Quando entrai alzò appena un sopracciglio senza rispondere al mio saluto. Per chiunque con un briciolo di raziocinio, quello sarebbe stato un chiaro segnale: Non rompere le scatole, levati di torno. Ma ne ero priva, avevo troppa fame e, sinceramente, una curiosità matta verso quella donna che aveva cercato di strangolarmi nell'auto di Coulson otto giorni prima e che faceva così tanto la sostenuta snobbandomi indecorosamente.

E odio essere snobbata.

Ma chi cavolo ti credi di essere, gioia? Io ho il potere di evocare fiamme grigiazzurre dalle mani, sono una mezzodemone e mio cugino è il Re del Limbo. Se c'è una che ha il diritto di essere la primadonna, qua dentro, quella sono io.

 

Così, senza aggiungere nulla e con tutta la calma del mondo passai dietro al bancone di servizio canticchiando, mi diressi verso la dispensa, e quando tornai fuori avevo le braccia piene di carote, gallette di mais e marmellata senza zucchero e la forcina per capelli tra i denti.

Trotterellai verso il tavolo di Natasha e presi posto nell'angolo opposto al suo.

Neppure questo le fece alzare la testa dal piatto e smettere di disegnare cerchi nel minestrone, ma almeno si degnò di rivolgermi la parola: "Ci sono altri diciassette tavoli liberi."

"Non voglio sporcare altrove, il capocuoco è un tizio abbastanza irascibile e mi è stato sconsigliato di litigarci."

"Gli stessi che ti hanno istruita a scassinare la dispensa?"

"Perché, quel minestrone te lo sei portata da casa?"

"Il capocuoco me l'ha tenuto da parte" finalmente alzò gli occhi dal piatto per dedicarmi uno sguardo a metà tra l'annoiato ed il minaccioso: "Evidentemente, sono più temibile di lui." Aggiunse con un sopracciglio alzato. Alzai le spalle con aria noncurante e lei appoggiò il cucchiaio al bordo del piatto: "Hai una vaga idea di chi sono io?"

Oh, signorina, qui ce la tiriamo, eh?

"Una molto, molto cazzuta" risposi sarcastica.

"Bene, e..."

"Lo si capisce dal minestrone. Ci vuole fegato per mangiare quella brodaglia."

 

A distanza di sette anni, davvero non ho la più pallida idea da dove mi sia uscita quella risposta. Avventatezza giovanile, credo.

Delirio di onnipotenza, probabilmente, condito da strascichi di autolesionismo adolescenziale e/o manie suicide.

Non l'ho quasi vista saltare il tavolo.

So solo che il bavero della tuta mi si è improvvisamente stretto attorno al collo, i colori metallici della stanza si sono fusi in un unico vortice (pavimento -soffitto - soffitto - finestrioni- pavimento - tavoli bianchi) prima che la mia schiena impattasse contro la superficie del tavolo dalla parte opposta di quello in cui mi ero seduta prima, con il ginocchio di Natasha sullo sterno a bloccarmi con la stessa facilità di un fermacarte al centro di un foglio di carta velina.
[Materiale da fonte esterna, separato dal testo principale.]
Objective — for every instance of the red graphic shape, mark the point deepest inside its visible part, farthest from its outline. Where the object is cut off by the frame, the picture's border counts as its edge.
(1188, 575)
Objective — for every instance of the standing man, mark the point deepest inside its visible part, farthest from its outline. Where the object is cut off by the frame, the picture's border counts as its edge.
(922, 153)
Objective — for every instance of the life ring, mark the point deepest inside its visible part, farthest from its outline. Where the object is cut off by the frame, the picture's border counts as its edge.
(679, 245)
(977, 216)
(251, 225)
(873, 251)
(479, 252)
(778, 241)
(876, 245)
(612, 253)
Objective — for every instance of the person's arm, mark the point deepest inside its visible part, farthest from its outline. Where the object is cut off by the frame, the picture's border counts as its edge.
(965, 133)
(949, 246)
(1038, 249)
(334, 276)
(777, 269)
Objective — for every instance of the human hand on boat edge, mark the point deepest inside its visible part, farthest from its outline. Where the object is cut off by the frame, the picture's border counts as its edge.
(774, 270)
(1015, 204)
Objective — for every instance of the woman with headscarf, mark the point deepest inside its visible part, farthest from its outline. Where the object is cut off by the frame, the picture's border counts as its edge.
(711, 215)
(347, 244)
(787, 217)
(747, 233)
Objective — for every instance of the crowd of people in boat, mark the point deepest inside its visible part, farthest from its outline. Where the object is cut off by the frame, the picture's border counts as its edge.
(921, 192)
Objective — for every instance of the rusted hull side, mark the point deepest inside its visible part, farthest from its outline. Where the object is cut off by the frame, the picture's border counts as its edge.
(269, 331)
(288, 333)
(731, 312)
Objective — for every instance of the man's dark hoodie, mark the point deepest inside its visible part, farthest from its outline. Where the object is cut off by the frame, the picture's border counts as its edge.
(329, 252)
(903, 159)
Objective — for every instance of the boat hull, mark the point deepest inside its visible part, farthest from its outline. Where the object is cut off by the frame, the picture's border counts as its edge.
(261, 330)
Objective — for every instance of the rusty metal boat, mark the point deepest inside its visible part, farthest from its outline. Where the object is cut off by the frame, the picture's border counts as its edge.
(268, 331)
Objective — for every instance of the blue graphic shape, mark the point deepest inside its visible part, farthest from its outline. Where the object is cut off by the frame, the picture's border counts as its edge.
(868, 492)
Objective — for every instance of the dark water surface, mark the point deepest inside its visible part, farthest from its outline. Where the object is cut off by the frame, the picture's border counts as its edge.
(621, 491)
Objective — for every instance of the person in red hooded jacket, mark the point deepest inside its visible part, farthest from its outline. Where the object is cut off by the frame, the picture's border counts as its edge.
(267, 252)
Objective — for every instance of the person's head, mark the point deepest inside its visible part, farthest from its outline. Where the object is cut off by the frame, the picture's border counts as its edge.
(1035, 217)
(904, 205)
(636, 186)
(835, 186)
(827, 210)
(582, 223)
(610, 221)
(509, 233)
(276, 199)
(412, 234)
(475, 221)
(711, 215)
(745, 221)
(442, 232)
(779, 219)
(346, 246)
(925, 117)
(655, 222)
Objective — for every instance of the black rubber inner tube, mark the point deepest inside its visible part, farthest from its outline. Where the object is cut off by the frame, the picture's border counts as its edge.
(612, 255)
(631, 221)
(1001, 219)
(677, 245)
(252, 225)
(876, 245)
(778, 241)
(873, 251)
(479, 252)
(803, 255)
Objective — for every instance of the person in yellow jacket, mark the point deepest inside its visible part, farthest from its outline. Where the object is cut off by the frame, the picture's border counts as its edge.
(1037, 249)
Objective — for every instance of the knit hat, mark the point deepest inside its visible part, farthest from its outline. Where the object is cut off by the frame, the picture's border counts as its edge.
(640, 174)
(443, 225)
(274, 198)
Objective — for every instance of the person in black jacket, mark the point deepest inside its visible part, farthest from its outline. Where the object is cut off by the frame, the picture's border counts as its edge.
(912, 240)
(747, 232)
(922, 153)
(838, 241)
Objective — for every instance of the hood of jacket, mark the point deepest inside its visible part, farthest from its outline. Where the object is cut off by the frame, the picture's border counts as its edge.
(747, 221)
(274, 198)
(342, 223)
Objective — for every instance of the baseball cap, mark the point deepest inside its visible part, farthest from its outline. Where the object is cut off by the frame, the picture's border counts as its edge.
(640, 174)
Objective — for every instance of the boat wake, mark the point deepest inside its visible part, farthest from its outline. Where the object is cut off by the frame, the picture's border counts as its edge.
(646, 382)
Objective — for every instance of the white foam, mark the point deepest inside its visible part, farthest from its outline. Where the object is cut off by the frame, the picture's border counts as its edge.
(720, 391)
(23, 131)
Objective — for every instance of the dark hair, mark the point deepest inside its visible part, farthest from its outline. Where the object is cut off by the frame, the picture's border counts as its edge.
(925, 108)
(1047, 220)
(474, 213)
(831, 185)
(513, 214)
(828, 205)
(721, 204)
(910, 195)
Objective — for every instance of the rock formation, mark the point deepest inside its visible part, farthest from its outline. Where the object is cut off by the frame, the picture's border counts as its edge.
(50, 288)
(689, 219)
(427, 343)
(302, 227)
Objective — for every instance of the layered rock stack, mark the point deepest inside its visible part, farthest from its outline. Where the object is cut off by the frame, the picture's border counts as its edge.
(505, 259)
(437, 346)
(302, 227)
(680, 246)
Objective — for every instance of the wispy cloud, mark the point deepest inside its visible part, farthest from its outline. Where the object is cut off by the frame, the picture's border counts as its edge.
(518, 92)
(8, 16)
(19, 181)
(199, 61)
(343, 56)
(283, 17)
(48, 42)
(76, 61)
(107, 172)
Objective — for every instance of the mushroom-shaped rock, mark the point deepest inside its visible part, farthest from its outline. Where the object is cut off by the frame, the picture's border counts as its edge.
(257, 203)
Credo di aver boccheggiato inutilmente per tre buoni minuti, prima che i polmoni tornassero ad una funzionalità parziale che garantisse la mia soppravvivenza.

Senza togliermi gli occhi di dosso Natasha piegò leggermente la testa di lato, una singola sottilissima ciocca ondulata liberata dalla matita ad incorniciarle il sorrisetto sadico: "Dovresti mangiare più verdura" mi canzonò "Non vedi come rende forti?"

Lasciò scivolare il ginocchio via dal mio sterno permettendo ad un paio di organi interni di ritornare in sede e tornò con calma al tavolo, riprendendo la cena da dove l'aveva interrotta: un giro di cucchiaio a sinistra, due a destra, piccolo sorso di minestra, come se non fossi mai entrata dalla porta.

 

Mi rialzai dal tavolo con un leggero senso di nausea e la netta sensazione di avere un'emorragia interna in corso fatale da lì a pochi minuti.

Probabilmente è stata proprio questa convinzione a darmi la forza di alzare la testa, soffocare un paio di gemiti di dolore, ignorare la vertigine per tornare a sedere sulla sedia del tavolo e scartare una crostatina industriale con le mani magistralmente ferme.

Creperò, sì, ma con stile.

Natasha si concesse un sopracciglio alzato e un'occhiata che sembrava positivamente colpita.

Non parlai per il resto del pranzo.

 

Avventatezza giovanile? Predisposizione al suicidio?

Sicuramente qualcosa di molto simile mi ha portato nuovamente in sala mensa dopo l'ora di chiusura, circa un paio di settimane dopo.

Il punto è: adoro le sfide e non avevo la benché minima intenzione di mostrarmi intimorita nei confronti di chichessia. Nei miei 18anni scarsi, non riuscivo ancora a contemplare la differenza tra il Liceo e l'addestramento, volevo essere popolare come a scuola e la mia solita spacconeria mi impediva di lasciar perdere.

Sì, ero una deficiente.

 

"Ti hanno già tolto il gesso al braccio?"

Era notte inoltrata e avevo terminato l'ultima sessione al poligono. Lei era sempre davanti ad un piatto di minestra e mi sorse spontaneo il dubbio fosse lo stesso della volta precedente

"Evidentemente" disse con un sospiro scocciato.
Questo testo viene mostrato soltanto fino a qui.